There's something initially appealing about this style of code. It's very clear how to add new features. It doesn't demand that you reinvent the wheel for new features: request goes in, appropriate call is made to the libcloud driver, response comes back. You can give this code to a junior developer, ask them to add five more resources, and they can do it without incident.

However, as we added more and more resources, you ended up maintaining a large number of these wrappers.

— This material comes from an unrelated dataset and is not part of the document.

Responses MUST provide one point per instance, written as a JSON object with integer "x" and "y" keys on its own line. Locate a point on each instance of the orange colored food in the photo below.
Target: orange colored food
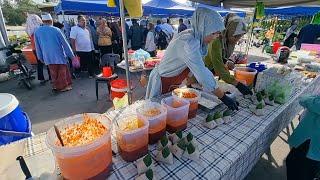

To add a new capability to the user interface, you needed to add new wrapper code, add tests (possibly at both the unit and integration level), add documentation, and so forth. Eventually the sheer amount of this wrapper code became a burden that inhibited change.

We ended up with over a thousand lines of Python code translating libcloud objects back and forth between JSON, including mappings between libcloud states and project-specific states that could be relied on to not change. Additionally, our team was usually writing the functionality that we needed into libcloud as the library (quite reasonably) didn't yet support our very specific use-cases. Because of this, every time we needed to access a new field in an upstream API, we'd need to build this field into an external library, and then update our wrapper code to access this field. Our Python backend ended up as a very specific translation layer between an HTTP request to our application servers and a call into libcloud, which would make another HTTP request to an upstream service API.

Of course, every new feature also needed to be implemented in the user interface, meaning that things like API validation were only checking for bugs in the data forwarded on from the requests as written in JavaScript. In following our initial design of creating an API for our user interface, we spent most of our time wrapping another service's API with a layer that provided no major value and was just another place to introduce bugs.

We Didn't Need an API, We Needed a Router

This insight that our Python code was just serving as a translation layer led us to our final solution: a generic router between an XMLHttpRequest made by client to an upstream server-side request. Data returned from an upstream API would be routed back straight to the client. Data sent to our app server would be forwarded on upstream. When a new request needs to be made in the user interface, we build the user interface directly, making an XMLHttpRequest to a generic router endpoint, rather than writing new code that lives at the app server level.

from flask import app, request
import requests

@app.route('/request/<path:remainder>`)
def do_request(remainder):
    if not 'auth_token' in session:
       return ("Unauthenticated", 401)

    _validate_csrf(data['csrftoken'])
    headers = { 'X-Auth-Token': session['auth_token'] }
    if request.method == 'GET':
       response = requests.get(UPSTREAM_BASE + "/" + remainder,
                               headers=headers)
    elif request.method == 'POST':
       response = requests.post(UPSTREAM_BASE + "/" + remainder,
                                data=json.dumps(request.form['data']),
                                headers=headers)
    # also handle DELETE, PUT, etc

    return (response.body, response.code)

The real version of the router code is pretty different: it's written in Twisted, handles many different upstream servers, supports gzipped encoding, counts response codes and failed connections by upstream API, and has a built-in caching layer. However the core principle remains that our backend's key responsibility is that of a request router and not an API for our user interface.

Obvious Does Not Mean Necessary

I was directly responsible for our useless translation layer. This was a bad mistake and I've learned from it by questioning the necessity of every new line of code that gets written. Is the code actually necessary? What happens if we follow this code to its logical conclusion? For a patch introducing a new feature, what happens if every new feature looks exactly like that, replicates all the same patterns with minor changes? Should we be happy with whatever repetition it contains? If we don't improve this and have to repeat boilerplate code, are we going to be asked to do this again any time soon, or can we defer this design decision? On a growing project with many new features, these questions have forced my team to find clearer designs that have greatly increased our overall productivity, and they turn on the distinction between code that is obvious and code that is necessary.